Tanımdan anlaşılacağı üzere, Tüketici Kanunu’yla tüketiciye tanınan abonelik sözleşmelerinde geniş fesih yetkisi, taahhütlü abonelik sözleşmelerinde hakkaniyete aykırı sonuçlar doğurabilecektir. Şöyle ki, tüketici belirli bir süre bu sözleşmeyle bağlı kalacağını taahhüt etmektedir. Tüketicinin verdiği taahhütle satıcıda oluşan haklı güven karşısında, tüketicinin istediğinde bu sözleşmeden cayma hakkı, satıcı için dezavantajlı bir durum oluşturacaktır. Bu sebeple, Abonelik Sözleşmeleri Yönetmeliği ile satıcı/sağlayıcı tarafından haklı güveninin tazmini amacıyla tüketiciden cayma bedeli talep edebilme hakkı getirilmiştir.

Tüketici Kanununda yer alan herhangi bir gerekçe göstermeksizin ve cezai şart ödemeksizin hükmünde yer alan cezai şartın ise yukarıdaki cayma bedeli kavramından çok farklı bir amaç için kullanıldığı görülmektedir. Çünkü, cezai şart daha çok karşılığı olmayan, salt ifanın gerçekleşmemesi durumunda ortaya çıkan bir bedelken; cayma bedeli, tüketicinin taahhüt vererek sağladığı indirim veya faydaların karşılığıdır. 

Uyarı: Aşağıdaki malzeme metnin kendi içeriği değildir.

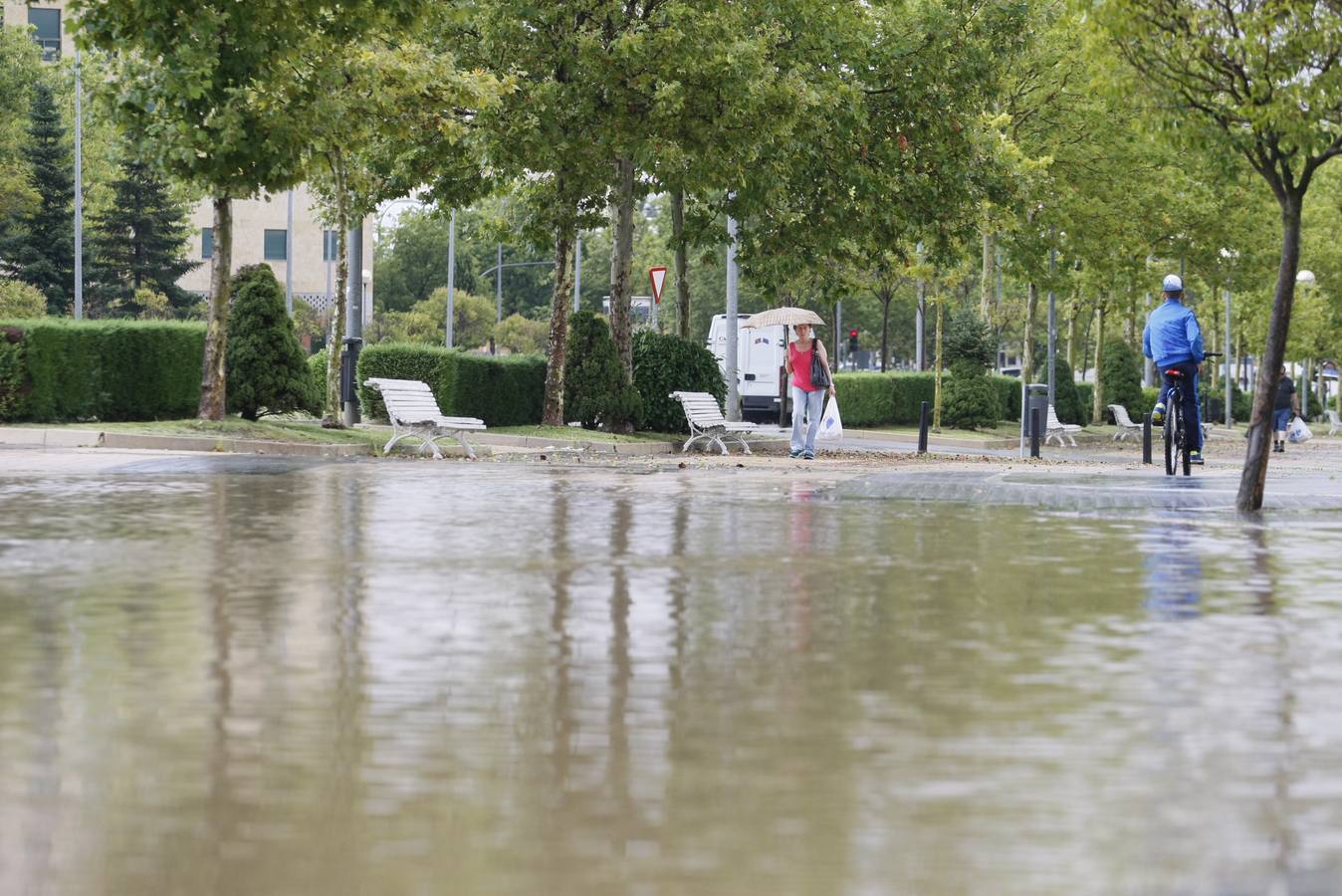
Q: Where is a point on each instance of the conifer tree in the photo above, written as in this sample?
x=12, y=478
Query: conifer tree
x=139, y=240
x=38, y=247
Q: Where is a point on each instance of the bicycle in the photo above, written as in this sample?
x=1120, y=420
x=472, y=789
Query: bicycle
x=1177, y=441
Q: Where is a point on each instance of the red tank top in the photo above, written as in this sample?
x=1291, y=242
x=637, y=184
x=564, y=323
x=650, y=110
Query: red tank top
x=801, y=365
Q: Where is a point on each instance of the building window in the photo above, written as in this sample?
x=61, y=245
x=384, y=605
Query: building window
x=274, y=248
x=47, y=22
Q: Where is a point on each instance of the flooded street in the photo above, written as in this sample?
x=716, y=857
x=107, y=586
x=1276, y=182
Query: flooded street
x=412, y=678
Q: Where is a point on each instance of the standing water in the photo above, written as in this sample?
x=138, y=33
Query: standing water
x=504, y=679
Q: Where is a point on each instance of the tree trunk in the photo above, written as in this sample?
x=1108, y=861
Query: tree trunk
x=1026, y=350
x=554, y=412
x=987, y=286
x=1253, y=478
x=885, y=296
x=936, y=397
x=621, y=262
x=333, y=416
x=1098, y=404
x=214, y=375
x=682, y=265
x=1071, y=336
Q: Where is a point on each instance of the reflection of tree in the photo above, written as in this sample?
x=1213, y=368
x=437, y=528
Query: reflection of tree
x=620, y=671
x=1284, y=838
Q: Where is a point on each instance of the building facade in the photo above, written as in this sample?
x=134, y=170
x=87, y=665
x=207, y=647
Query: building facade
x=261, y=224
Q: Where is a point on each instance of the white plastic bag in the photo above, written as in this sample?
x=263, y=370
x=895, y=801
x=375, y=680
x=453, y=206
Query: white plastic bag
x=831, y=427
x=1299, y=432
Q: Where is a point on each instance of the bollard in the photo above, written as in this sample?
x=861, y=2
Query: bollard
x=922, y=429
x=1146, y=437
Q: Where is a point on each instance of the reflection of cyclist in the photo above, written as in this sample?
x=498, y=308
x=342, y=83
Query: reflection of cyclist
x=1175, y=342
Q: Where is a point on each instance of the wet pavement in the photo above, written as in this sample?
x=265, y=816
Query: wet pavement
x=250, y=675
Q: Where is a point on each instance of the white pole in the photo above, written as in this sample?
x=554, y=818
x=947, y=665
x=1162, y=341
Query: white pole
x=78, y=189
x=1226, y=357
x=577, y=275
x=733, y=392
x=289, y=258
x=451, y=277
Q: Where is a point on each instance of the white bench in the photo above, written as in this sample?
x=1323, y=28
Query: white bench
x=413, y=410
x=1057, y=429
x=1125, y=424
x=706, y=423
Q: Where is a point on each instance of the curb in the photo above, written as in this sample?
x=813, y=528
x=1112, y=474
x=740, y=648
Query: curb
x=933, y=441
x=235, y=445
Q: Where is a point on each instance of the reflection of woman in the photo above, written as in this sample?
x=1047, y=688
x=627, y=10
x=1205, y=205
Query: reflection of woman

Bu konuda verilen kararların akabinde yapılan açıklamalarda, Yönetmelik hükmünün suistimal edildiği veya Kanun hükmünün Yönetmelik hükmüyle çeliştiği, bu sebeple Kanun’un uygulanacağı ifade edilmektedir. Ancak yukarıda yaptığımız açıklamalarda da görüleceği üzere, tamamen iki farklı alana yönelik kavramların birbiriyle çeliş(e)meyeceği açıktır. Kanun koyucu, tüketicileri yüksek tutarlı cezai şart tehdidinden korumak amacıyla bu düzenlemeyi getirmiştir. Ancak taahhütlü bir abonelik sözleşmesi ise, satıcıda oluşacak haklı güvenin bu geniş fesih yetkisi sebebiyle zedeleneceği düşünülerek, cayma bedeli ile buna karşı bir koruma kalkanı oluşturulmaya çalışılmıştır. 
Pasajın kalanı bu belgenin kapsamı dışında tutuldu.